Hautes sont les futaies, touffus les taillis, vieux les arbres ; mais la persévérance et le génie de l’homme ne connaissent plus d’obstacles. Sur les troncs des grands chênes les cognées retentissent, les scies grincent, les petites et les grandes, celles qui enlèvent des rangées d’arbres à la fois. On promène par les allées un immense fourneau dans lequel la flamme captive ne brûle qu’à la hauteur voulue. Dans les vallées et les coteaux sauvages se sont répandus les piqueurs qui soufflent à perdre haleine dans le cornet aigu, le cornet des carabiniers suisses et des chasseurs de chamois.

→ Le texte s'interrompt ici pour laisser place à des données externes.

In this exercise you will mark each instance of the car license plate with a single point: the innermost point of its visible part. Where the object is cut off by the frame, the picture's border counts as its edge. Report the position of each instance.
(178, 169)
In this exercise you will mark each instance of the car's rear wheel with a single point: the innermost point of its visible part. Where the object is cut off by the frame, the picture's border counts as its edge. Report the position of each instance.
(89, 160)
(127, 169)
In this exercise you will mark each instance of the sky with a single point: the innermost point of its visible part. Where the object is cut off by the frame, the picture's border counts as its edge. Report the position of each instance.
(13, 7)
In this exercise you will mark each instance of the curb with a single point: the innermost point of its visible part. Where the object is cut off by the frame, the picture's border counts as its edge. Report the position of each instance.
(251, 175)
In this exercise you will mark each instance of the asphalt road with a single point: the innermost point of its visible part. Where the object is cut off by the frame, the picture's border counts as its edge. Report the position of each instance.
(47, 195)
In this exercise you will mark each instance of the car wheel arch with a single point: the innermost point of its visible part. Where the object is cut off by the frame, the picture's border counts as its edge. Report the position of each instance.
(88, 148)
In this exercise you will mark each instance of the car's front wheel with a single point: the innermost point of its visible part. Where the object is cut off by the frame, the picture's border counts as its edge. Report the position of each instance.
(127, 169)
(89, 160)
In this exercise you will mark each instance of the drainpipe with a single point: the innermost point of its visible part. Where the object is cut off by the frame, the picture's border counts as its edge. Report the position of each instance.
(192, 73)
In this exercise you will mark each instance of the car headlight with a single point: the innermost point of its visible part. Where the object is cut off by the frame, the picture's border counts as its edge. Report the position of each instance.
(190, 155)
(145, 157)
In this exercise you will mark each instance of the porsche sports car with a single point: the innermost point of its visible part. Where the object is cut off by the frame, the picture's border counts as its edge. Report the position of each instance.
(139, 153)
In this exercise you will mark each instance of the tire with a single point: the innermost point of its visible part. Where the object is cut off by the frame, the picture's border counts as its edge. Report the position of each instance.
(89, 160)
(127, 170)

C’est une immense hécatombe. Les arbres des druides, les beaux châtaigniers, les charmes au bois noueux, les frênes, les ormes et les bouleaux, les lièges et les yeuses tremblent sur leurs racines impuissantes à prévenir leur chute, puis craquent et inclinent tous ensemble leur feuillage qui va se flétrir. Cette fois ce n’est plus la forêt du divin Shakespeare, la forêt qui marchait contre Macbeth l’homicide, mais c’est la forêt vaincue par le travailleur ; elle reconnaît son maître et s’agenouille devant lui.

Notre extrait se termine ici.